Thomas 'let down' as Davis wins place on plane to Athens

Click to follow
The Independent Online

Max Jones, the UK Athletics performance director, yesterday defended the decision to offer Malachi Davis, the American who gained a British passport less than a fortnight ago, an Olympic place at the expense of athletes such as Du'aine Ladejo and Iwan Thomas, both former European 400 metres champions.

Max Jones, the UK Athletics performance director, yesterday defended the decision to offer Malachi Davis, the American who gained a British passport less than a fortnight ago, an Olympic place at the expense of athletes such as Du'aine Ladejo and Iwan Thomas, both former European 400 metres champions.

Davis, from Sacramento, was among 11 athletes added to the British team before today's deadline, earning the third remaining individual 400m place and joining the 4x400m relay squad, to which Welshman Matt Elias was also added.

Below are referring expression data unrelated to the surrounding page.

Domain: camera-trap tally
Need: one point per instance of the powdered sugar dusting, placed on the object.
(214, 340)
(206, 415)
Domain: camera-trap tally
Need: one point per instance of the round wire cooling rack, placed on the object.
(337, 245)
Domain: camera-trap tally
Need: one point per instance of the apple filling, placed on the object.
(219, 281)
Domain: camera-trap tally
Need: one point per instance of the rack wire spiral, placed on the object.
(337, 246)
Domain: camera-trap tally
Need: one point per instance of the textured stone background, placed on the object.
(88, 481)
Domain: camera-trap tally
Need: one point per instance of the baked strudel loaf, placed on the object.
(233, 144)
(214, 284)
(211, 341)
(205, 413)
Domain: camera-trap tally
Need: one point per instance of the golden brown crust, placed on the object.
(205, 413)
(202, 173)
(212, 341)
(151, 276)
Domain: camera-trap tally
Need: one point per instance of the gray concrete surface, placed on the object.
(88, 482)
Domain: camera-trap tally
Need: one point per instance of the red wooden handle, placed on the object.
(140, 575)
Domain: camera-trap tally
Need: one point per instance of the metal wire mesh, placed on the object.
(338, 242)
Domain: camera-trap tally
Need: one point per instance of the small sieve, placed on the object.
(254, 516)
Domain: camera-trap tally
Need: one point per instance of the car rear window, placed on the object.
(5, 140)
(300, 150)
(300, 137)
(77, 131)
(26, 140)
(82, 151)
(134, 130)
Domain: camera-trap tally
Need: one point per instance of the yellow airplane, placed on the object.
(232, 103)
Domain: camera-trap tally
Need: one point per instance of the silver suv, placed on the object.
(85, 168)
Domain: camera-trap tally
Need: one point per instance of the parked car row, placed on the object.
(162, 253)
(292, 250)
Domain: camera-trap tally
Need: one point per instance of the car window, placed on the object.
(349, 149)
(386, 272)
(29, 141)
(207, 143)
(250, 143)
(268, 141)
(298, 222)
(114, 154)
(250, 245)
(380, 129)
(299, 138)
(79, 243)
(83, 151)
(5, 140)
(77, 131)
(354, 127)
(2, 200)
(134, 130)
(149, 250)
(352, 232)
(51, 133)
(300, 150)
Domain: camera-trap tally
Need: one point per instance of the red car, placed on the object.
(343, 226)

That means no trip to Athens for Ladejo or Thomas, and the latter athlete - who has not got an A qualifying mark for the individual event but felt he was a genuine contender for a relay spot - says he feels badly treated. "I'm gobsmacked," said Thomas, who only returned to full-time training a fortnight ago after injury. "It wasn't what I expected to hear. I thought I would have been a very good member of the team."

Having run a time of 46.14sec in Madrid on Saturday, shortly after Davis had run 46.30 in Loughborough, Thomas - whose career has been plagued by injury since he won the European, Commonwealth and World Cup titles in 1998 - believed he was in contention to seek a second Olympic relay medal following the silver he picked up in Atlanta eight years ago.

"There's no point in having a slanging match," the 30-year-old added. "But I've been through hell these last five years. I love this sport and now look what they've done to me. I feel really let down by the sport, particularly after Madrid. I knew I had turned around a big corner and am in shape to run much faster. I thought they would have respected my past record and given me a chance."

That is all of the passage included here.